Let's assume you're doing a single-epoch LoRA training run. A single H100 should be enough to train Llama 3.1 8B, and it should crank through 264MM tokens in a couple hours, IMO. Since you're not doing multi-GPU training, a PCIe H100 should be fine — you don't need the slightly pricier SXM H100s — and the PCIe versions go for about $2.50/hr on Runpod.

So, about $5 for a custom model, that's probably the best in the world at whatever your task is! (Even if it might be a little dumber at other tasks.) Insanely cheap when you think about it.
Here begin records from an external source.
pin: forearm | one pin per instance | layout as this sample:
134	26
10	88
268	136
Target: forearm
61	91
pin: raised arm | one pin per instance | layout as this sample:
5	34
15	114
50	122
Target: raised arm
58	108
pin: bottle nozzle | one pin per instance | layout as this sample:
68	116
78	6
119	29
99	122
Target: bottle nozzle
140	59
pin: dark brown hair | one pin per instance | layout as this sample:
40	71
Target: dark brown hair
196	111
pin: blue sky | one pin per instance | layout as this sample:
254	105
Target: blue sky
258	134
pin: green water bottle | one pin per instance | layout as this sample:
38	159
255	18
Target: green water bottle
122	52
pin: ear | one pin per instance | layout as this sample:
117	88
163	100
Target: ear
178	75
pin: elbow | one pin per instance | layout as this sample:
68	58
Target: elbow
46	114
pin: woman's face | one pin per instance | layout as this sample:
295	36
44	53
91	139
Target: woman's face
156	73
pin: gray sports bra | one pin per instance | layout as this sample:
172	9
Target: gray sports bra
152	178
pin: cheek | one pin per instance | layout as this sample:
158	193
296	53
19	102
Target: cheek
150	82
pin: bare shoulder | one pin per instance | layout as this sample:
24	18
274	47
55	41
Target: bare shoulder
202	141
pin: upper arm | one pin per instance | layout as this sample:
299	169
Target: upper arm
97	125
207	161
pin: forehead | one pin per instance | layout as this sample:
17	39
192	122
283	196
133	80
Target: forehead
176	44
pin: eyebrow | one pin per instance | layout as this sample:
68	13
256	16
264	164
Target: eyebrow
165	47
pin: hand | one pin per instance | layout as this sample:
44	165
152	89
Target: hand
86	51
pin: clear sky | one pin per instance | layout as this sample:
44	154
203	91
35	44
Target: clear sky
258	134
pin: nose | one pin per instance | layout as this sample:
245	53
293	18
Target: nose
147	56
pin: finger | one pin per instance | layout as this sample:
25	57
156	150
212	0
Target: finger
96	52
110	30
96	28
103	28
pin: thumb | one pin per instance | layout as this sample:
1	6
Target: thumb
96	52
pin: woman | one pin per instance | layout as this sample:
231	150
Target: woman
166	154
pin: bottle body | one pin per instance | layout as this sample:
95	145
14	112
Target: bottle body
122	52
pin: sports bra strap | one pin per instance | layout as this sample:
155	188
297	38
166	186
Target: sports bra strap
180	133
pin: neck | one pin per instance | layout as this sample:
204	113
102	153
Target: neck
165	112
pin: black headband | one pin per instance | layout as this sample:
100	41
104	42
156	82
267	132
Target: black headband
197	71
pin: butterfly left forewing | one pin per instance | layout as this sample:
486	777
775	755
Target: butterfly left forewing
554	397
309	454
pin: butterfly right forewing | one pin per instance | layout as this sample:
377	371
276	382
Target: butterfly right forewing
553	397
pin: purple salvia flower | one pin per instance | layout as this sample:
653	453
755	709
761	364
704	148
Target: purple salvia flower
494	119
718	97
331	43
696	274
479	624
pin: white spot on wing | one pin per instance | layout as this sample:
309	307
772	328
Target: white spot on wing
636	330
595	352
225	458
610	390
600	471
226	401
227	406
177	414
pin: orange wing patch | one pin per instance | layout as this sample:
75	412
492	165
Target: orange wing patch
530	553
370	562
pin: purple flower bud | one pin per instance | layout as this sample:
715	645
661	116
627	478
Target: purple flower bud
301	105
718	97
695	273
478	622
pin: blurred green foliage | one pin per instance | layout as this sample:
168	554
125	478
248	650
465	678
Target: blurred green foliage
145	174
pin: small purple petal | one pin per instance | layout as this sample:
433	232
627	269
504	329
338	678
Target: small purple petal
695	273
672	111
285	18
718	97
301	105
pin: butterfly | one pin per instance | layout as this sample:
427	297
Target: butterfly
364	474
TPUs won't beat H100s on price for on-demand personal use cases, but for reserved capacity (i.e. businesses) they're slightly cheaper.

voiper1 · on Sept 12, 2024

I'm still new to LoRA/fine tunes, but: I can't just dump in 1gb of data, correct? I need to structure it in Question/Answer or the like?

So it would seem the cost really becomes converting/curating the data into a usable format first.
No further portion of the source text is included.